The other shoe just dropped.
In a move that is sure to reverberate in the worst way throughout the offices of beleaguered DBB/Chicago, Bob Lachky said today that he is leaving his post as chief creative officer at Anheuser-Busch at the end of February, bringing to an end a 20-year stint at America's most prominent brewery. In an interview Tuesday, Lachky said he is still mulling what he wants to do next, but his job of overseeing creative development of advertising for A-B's portfolio of beer brands will not be filled. Instead, that job will be shared by several people in A-B's revamped marketing department, including Vice President, Marketing Keith Levy; Vice President, Trademark Brands Gregg Billmeyer, and Vice President Import, Craft & Specialty Group Andy Goeler.
Lachky's exit comes just a week after the 2009 Super Bowl, where for the first time in a while, none of the seven commercials A-B telecast during the game won USA Today's much-referenced Ad Meter popularity contest. Six of the seven spots that A-B debuted during the game were created by DDB, where Lachky was an account executive for six years before jumping to A-B.
With Lachky's A-B job now being decentralized, it remains to be seen how DDB's relationship with A-B will play out. Because of Lachky's previous ties to DDB, many observers have long maintained he heavily favored the Chicago shop, even though much of its creative for Budweiser and Bud Light hasn't been especially fresh or attention-grabbing the past several years. And the agency failed to make A-B's hugely expensive Bud.tv online venture a must-visit destination.

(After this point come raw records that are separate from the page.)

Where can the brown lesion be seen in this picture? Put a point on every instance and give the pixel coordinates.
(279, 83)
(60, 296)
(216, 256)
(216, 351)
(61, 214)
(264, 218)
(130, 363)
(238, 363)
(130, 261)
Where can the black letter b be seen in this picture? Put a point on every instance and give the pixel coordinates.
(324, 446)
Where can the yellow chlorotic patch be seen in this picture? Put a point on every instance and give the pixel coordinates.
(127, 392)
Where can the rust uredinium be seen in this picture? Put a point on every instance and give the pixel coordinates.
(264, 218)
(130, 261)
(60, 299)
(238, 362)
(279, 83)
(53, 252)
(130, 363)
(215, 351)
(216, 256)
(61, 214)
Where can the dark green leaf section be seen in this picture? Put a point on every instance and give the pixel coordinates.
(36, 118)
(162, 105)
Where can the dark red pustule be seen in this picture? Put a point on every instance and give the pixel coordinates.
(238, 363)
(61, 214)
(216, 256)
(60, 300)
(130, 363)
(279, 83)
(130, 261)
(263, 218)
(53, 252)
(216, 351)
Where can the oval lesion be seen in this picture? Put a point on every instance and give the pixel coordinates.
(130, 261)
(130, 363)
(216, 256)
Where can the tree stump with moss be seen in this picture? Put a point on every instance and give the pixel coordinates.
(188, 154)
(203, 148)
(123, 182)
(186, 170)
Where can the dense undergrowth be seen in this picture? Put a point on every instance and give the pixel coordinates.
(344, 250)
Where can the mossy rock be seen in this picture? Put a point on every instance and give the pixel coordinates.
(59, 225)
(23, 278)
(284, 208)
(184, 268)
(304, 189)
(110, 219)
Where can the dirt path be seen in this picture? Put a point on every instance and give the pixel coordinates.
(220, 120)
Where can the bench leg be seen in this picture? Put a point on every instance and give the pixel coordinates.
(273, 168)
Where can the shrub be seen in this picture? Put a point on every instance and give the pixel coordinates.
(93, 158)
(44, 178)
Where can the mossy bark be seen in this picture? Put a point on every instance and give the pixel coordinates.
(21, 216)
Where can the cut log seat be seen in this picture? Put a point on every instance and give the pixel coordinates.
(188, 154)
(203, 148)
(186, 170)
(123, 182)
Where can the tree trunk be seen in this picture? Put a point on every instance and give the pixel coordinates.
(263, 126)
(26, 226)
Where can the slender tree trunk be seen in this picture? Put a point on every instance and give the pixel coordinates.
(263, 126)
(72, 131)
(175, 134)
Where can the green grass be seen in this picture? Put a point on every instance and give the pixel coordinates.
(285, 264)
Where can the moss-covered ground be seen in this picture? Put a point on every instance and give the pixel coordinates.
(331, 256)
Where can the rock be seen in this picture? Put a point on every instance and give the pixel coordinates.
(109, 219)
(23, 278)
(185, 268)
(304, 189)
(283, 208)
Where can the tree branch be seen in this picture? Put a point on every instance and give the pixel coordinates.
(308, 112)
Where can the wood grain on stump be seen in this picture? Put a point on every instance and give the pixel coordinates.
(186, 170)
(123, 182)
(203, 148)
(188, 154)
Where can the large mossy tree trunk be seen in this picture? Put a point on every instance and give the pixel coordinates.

With A-B now under InBev's control, the Belgium-based brewing giant may decide it wants to shake up the St. Louis brewery's agency roster, which also includes Cannonball in St. Louis, LatinWorks in Austin, Tex., and Euro RSCG in Chicago. The exit of Lachky paves the way for that possible eventuality. But on Tuesday, Lachky and others at the brewery insisted DDB is still the lead agency and would continue in that role for the foreseeable future. If DDB were to hold on to some or all of its A-B business, InBev, which is known for running a tight ship, could also try to get more work out of the agency for less money.
But even as DDB's relationship with A-B is taking a potentially disturbing turn, much more remains unsettled within DDB, where a year after the suicide of creative leader Paul Tilley, agency leader Rick Carpenter has yet to name a new chief creative officer. Sources say the funds needed to cover the salary of a new creative honcho have been tied up in payments to Tilley's widow over the past year.
Lachky's departure also comes just a month after the abrupt retirement of another powerful A-B marketing executive Tony Ponturo. As recently as last fall, trade publication Advertising Age indicated Anheuser-Busch's top marketing executives had been resigned by InBev and were paid bonuses to continue on with the company. But obviously, things have changed at A-B.